Abstract

The risk of fire, and of fire-related structural degradation, represents an ever present challenge to the safe design of marine sandwich composite structures. Current state-of-the-art fire analysis and damage assessment tool has ignored the coexistence of discrete (delamination) and continuum damage in a sandwich composite structure after a fire exposure. To capture the synergistic interaction between the discrete and continuum damage and their compounding effects to the final failure, a fire damage assessment tool for a marine composite sandwich structure was developed by integrating the 1D fire model of a composite sandwich panel with a hybrid progressive damage prediction module within the LS-DYNA3D computational framework.
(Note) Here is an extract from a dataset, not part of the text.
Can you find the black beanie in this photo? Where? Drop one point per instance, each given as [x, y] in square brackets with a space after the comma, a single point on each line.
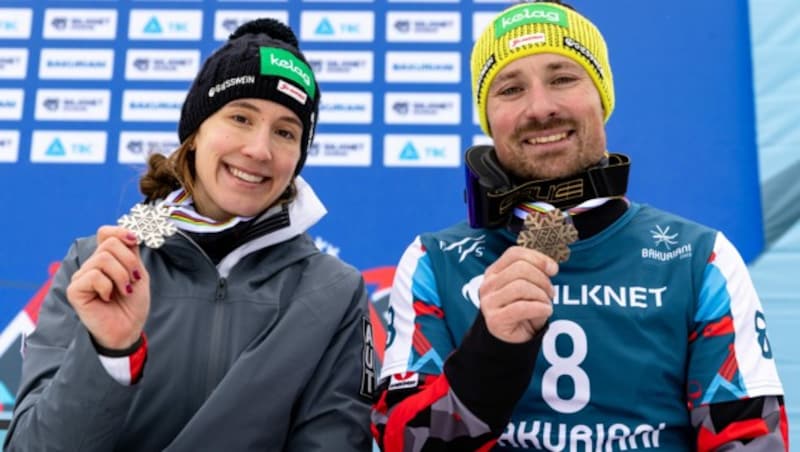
[261, 60]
The 1D fire model for a combustible skin and decomposable core was employed to characterize the temperature and mass dependent heat conduction, energy consumption resulting from the decomposition, and the energy transfer associated with vaporous migration. For a given thermal and mechanical damage of a sandwich composite system, a multi-scale solution framework was formulated to determine the material response and failure at the structural level from the damage progression at its constituent, ply, and laminated plate level. The delamination failure along an interface was characterized by a cohesive element approach with a user-defined cohesive law while the diffuse damage resulting from the fiber/tow/matrix failure in the sandwich composite was characterized using a continuum damage model. A loaded sandwich beam with and without a fire was considered to demonstrate the effects of fire damage on the ultimate strength of the sandwich structure.